To look life in the face

and to know it for what it is

Two faces

Filed under: Random thoughts — Xiao at 3:54 pm on Thursday, January 24, 2008

I am almost certain that I have two personalities, two very extreme personalities, and I didn't remember the existence of the party-going, rock music-loving me until last saturday. Like two sides of a coin, but one cannot exist without the other. It takes little amount of mastery to learn switching between the two and use them for different situations. But it would be even better perhaps if I could tap into the advantages of each any time I see the need.

Church Tax

Filed under: Random thoughts — Xiao at 4:10 pm on Tuesday, January 8, 2008

Interesting discussion about religion over lunch. So apparently in Germany and Austria if you declared yourself as Roman Catholic or Protestant you'd have to pay a certain percentage of your income each month to the church. And if you weren't working, you'd still have to pay, if you declared your religion as such. This is obligatory, and only if you left the church would you be free from church tax. But why? Shouldn't these things be voluntary? I mean of course these funds wouldn't be channelled into just the upkeep of the church, but also other useful activities and programmes (apparently churches receive 70% of church tax). But it sounds to me like extortion in the name of religion. And shouldn't church and state be two separate entities?

"…particularly in Europe, is the tax some national governments impose on income on behalf of the state church. Austria, Germany, the Nordic countries and Switzerland all have such a church tax, though in the chart it is included only in the cases of Denmark and Switzerland. One may ask whether the church tax really is a ‘tax’ as defined by international organisations: a compulsory, unrequited payment to general government."

http://www.oecdobserver.org/news/fullstory.php/aid/77/The_income_taxes_people_really_pay.html 

"The church tax is only paid by members of the respective church. People who are not member of a church tax-collecting denomination do not have to pay it. Members of a religious community under public law may formally declare their wish to leave the community to state (not religious) authorities. With such a declaration, the obligation to pay church taxes ends. Some communities refuse to administer marriages and burials of (former) members who had declared to leave it."

http://en.wikipedia.org/wiki/Church_tax 

Ma Colère

Filed under: Deliberating — Xiao at 10:22 am on Friday, January 4, 2008

The anger is creeping in again, seeping through tissues, mingling with blood, coarsing through veins. The mind is indeed a very powerful tool – because that's where the anger comes from, it comes from within, conjured by the mind to be, at the beginning, an illusion but then silently realising its presence and then its potential. Then acquiring a character of its own and formidable as it is, it bursts through the floodgates of patience, worn thin and weary from strain, and in an instant unleashes itself unto the thoughtless victim, who is not quite the subject of the speaker but on the contrary the speaker itself – thoughtless, mindless and lost in the inner world of passion and emotion.

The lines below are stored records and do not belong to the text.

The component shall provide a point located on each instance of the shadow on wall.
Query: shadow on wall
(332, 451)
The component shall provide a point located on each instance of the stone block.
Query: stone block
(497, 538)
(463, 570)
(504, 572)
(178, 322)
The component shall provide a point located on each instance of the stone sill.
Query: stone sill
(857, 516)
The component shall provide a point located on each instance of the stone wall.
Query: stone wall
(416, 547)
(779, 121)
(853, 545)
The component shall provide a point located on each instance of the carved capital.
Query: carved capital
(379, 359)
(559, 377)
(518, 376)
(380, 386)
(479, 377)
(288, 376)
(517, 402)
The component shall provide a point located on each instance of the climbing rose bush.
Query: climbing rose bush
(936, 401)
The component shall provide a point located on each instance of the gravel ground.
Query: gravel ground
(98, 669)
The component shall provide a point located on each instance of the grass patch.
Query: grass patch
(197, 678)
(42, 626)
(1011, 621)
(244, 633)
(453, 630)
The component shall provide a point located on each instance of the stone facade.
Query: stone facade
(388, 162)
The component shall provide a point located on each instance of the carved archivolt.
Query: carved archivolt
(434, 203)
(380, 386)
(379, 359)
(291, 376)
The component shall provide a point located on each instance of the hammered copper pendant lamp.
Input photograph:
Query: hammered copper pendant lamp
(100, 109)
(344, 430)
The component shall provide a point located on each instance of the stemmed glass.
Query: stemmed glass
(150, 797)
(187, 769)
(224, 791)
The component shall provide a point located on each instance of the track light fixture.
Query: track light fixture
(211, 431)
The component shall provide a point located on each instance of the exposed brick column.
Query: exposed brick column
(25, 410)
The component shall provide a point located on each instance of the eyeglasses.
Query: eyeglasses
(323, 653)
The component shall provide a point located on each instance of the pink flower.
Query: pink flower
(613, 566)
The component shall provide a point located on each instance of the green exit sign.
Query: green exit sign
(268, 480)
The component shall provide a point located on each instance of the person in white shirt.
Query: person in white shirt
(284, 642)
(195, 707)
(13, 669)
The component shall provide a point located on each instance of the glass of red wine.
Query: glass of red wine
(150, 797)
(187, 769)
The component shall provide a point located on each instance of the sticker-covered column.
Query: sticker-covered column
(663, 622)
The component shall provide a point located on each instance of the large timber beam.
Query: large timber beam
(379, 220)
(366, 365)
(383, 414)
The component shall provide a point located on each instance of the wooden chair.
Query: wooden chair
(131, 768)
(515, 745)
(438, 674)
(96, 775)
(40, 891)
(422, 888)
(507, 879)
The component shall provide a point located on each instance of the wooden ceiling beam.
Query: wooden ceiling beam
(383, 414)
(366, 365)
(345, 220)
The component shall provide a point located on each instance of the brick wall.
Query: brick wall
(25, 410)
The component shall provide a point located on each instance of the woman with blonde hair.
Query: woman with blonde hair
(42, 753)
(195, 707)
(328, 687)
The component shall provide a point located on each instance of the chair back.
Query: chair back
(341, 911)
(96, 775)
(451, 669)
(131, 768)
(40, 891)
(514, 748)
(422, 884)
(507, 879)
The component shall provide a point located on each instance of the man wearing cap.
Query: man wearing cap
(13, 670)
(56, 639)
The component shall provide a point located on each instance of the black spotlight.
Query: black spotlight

This anger is inconsiderate; it is selfish and abhorrs any attention bestowed upon the interests of others. It professes that it acts in the interest of the self, speaks for the rights of the self, but in actuality is concerned with establishing its presence. It feels it must be seen and heard as the self. All this while the internal struggle continues such that the outsider is faced with a series of accusations, some true some false. The mind eventually loses its ability to reason and is then convinced that this anger is justified. This is the start of a situation that walks down a one-way street to the point of no return.